女子からは「え、美人……」のささやき。男子からは「マカベ、実は妹いたんか」などの声が漏れはじめた。
俺は目を見開いて、叫びたかった。
誰が同じ学校に転入しろって言ったァ!?
放課後。
「同じクラスって、どういうことだよ……!」
「だって、入学手続きの時に“兄と同じクラスに”って書いたんだけど?」
「書いたの!? 自分で!?」
「そりゃあ、知ってる人がいたほうが安心じゃん」
「いや安心以前に、こっちは危機感マシマシなんだけど!?」
碧純は、まるで“なんの問題もない”とでも言いたげな顔で、廊下を歩いていた。

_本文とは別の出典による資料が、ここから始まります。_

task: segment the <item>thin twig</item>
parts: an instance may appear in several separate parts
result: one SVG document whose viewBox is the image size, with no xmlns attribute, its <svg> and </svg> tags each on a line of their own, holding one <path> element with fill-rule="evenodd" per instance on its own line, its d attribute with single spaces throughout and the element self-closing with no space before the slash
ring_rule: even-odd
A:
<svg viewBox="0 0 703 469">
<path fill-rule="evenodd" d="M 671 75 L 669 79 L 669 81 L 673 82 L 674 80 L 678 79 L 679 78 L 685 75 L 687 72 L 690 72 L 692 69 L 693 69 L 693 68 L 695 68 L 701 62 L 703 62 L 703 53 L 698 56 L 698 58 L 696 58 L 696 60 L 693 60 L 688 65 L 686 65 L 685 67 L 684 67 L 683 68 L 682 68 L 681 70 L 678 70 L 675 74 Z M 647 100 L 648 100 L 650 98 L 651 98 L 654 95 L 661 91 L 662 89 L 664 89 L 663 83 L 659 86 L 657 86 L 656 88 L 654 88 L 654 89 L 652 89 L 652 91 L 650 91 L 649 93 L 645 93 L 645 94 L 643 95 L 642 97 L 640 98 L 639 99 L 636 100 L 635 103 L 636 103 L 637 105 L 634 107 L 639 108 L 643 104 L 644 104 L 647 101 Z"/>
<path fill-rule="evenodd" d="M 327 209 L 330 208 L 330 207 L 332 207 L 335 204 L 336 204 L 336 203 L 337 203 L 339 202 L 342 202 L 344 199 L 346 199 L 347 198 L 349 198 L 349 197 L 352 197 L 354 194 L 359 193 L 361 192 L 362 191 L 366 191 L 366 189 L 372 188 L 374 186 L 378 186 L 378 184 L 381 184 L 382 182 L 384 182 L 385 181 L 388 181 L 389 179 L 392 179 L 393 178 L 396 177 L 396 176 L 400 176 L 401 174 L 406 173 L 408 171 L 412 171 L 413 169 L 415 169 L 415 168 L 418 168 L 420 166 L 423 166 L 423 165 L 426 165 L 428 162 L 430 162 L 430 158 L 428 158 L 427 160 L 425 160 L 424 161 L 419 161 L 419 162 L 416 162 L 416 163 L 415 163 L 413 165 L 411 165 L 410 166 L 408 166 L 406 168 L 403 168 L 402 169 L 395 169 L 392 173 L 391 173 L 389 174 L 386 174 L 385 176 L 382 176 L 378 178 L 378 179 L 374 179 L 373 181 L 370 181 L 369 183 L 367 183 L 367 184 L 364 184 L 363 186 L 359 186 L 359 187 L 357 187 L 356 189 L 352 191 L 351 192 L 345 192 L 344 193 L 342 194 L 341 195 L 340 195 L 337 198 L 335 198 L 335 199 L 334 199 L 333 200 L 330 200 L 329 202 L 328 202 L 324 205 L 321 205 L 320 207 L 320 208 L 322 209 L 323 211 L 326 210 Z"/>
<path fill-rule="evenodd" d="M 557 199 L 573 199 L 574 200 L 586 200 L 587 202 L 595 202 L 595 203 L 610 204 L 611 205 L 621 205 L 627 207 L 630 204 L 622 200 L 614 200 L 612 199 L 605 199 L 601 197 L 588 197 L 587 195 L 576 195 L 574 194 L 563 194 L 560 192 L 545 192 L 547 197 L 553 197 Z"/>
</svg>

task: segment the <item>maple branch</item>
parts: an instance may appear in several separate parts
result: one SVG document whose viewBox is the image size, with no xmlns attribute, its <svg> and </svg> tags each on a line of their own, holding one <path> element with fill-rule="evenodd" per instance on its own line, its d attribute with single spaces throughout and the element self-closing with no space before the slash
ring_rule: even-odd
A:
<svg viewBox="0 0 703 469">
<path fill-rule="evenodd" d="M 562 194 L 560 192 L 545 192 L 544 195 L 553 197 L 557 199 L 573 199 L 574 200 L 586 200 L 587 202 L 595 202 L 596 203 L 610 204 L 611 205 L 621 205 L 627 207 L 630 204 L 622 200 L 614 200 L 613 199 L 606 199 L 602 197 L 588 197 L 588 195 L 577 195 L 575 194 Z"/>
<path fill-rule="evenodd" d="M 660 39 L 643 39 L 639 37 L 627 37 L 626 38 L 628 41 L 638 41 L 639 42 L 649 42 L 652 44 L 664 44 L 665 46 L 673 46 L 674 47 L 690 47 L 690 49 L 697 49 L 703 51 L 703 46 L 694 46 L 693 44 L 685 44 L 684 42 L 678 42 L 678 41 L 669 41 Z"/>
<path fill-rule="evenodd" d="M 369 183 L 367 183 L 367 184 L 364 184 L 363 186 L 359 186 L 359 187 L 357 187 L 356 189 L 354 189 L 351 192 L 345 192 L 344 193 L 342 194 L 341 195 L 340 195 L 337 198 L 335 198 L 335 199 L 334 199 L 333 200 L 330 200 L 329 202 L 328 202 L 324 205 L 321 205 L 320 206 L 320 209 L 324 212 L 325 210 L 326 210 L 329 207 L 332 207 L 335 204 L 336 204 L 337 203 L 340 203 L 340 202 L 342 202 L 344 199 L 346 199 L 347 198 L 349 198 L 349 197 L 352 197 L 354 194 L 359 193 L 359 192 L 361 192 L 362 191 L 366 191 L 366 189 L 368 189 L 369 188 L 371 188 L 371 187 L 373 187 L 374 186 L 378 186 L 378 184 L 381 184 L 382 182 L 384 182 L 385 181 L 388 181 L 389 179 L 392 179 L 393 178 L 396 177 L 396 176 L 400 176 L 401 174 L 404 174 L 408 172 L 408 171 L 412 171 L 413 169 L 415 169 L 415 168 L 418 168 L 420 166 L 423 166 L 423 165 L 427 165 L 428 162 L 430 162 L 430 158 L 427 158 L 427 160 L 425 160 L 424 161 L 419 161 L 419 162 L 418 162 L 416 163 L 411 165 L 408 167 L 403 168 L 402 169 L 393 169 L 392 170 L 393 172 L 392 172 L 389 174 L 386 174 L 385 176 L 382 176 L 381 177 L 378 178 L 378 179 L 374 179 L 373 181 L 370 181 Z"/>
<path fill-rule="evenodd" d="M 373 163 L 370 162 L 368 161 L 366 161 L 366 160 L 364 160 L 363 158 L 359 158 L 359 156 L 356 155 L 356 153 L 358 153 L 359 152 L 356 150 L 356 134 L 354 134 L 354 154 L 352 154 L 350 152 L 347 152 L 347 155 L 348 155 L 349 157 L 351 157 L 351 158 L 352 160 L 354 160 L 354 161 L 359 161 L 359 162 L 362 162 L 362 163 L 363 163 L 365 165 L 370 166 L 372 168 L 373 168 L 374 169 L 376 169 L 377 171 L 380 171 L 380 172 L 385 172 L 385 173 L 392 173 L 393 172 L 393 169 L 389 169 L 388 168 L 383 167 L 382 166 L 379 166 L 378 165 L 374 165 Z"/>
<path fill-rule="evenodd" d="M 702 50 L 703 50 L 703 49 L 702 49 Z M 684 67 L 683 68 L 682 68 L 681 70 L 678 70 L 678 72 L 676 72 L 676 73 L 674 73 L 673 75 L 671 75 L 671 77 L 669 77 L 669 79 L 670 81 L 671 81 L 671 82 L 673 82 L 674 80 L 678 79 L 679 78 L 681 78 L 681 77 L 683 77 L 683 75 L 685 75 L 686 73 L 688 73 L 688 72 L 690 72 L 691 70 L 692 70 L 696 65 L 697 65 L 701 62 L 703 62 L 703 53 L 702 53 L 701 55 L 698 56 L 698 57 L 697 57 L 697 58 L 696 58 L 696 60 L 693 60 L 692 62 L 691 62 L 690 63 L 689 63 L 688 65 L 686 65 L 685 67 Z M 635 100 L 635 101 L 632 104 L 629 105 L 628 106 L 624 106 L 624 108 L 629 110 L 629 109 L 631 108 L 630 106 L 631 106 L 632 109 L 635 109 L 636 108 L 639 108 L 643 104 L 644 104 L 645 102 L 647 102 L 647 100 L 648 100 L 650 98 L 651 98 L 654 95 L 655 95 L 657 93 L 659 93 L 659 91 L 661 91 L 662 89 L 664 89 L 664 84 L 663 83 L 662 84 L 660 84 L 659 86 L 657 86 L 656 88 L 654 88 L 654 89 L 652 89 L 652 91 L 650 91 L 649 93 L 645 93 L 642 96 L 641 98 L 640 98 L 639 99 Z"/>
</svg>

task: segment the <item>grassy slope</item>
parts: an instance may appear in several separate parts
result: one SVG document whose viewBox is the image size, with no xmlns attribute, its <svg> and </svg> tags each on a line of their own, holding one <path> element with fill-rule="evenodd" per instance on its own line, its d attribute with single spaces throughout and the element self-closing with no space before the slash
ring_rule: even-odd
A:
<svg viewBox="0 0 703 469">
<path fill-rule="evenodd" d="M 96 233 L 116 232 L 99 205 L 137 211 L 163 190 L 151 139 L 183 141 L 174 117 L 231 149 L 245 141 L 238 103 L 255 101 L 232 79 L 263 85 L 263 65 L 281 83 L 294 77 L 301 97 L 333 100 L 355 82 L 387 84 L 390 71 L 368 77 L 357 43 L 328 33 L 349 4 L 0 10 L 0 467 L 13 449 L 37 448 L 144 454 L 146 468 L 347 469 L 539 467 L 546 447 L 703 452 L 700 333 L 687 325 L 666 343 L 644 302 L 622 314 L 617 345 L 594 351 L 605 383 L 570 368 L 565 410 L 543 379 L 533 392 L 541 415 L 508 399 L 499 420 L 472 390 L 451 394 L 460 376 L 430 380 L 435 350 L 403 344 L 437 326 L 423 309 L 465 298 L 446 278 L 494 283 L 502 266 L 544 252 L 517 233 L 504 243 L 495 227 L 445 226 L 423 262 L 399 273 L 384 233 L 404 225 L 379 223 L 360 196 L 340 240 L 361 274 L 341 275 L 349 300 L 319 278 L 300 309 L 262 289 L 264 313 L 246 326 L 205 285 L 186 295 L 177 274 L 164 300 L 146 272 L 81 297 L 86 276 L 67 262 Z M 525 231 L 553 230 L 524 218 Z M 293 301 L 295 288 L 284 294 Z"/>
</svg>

俺の隣で。至近距離で。異様に注目を浴びながら。
――そして、声が聞こえる。
「真壁って、あんな美人な妹いたんだ……」
「うちのクラス、勝ち組じゃね?」
「てかマカベ、妹に優しそうだよな~。いいな、兄妹って」
違う! 俺は妹にペコペコしてるだけだ! 勝ち組じゃない、服従だ!!
心の中で叫ぶ俺をよそに、碧純は一人、勝手に会話を進めていた。
「それにしても、さっきの“滝本美羽”って子、元カノなの?」
「……ッ!」
「“中二の夏、二週間だけの付き合い”って、結構具体的な過去だったよね?」
「やめろ! 蒸し返すな! あれは若気の至りだ!!」
「ふーん。じゃあ、私は?」
「な、なにが?」
「私は、“誰”になるの? “妹”? “同居人”? それとも――“ただのクラスメイト”?」
足が止まる。
彼女は、正面を向いたまま、表情を変えずに言った。
「まぁ、どうでもいいけど」
その言葉に、なぜか胸が少し痛んだ。
家に帰ると、俺はベッドに倒れ込んだ。
「くそっ……なんだよ……あの距離感……。妹なのに、クラスメイトで、しかも……妙に距離近くて、遠い感じするのなんなんだよ……!」
腕で顔を覆ったまま、もだえる。
……が、ドアがノックされた。
「な、なんだよ……」
「晩ごはん、作るけど。食べる?」
妹の声だった。
「……ああ、食う」
「じゃ、先に風呂入ってきて。ちゃんと湯張ってあるから」
「……」
もしかして、俺って――幸せなのでは?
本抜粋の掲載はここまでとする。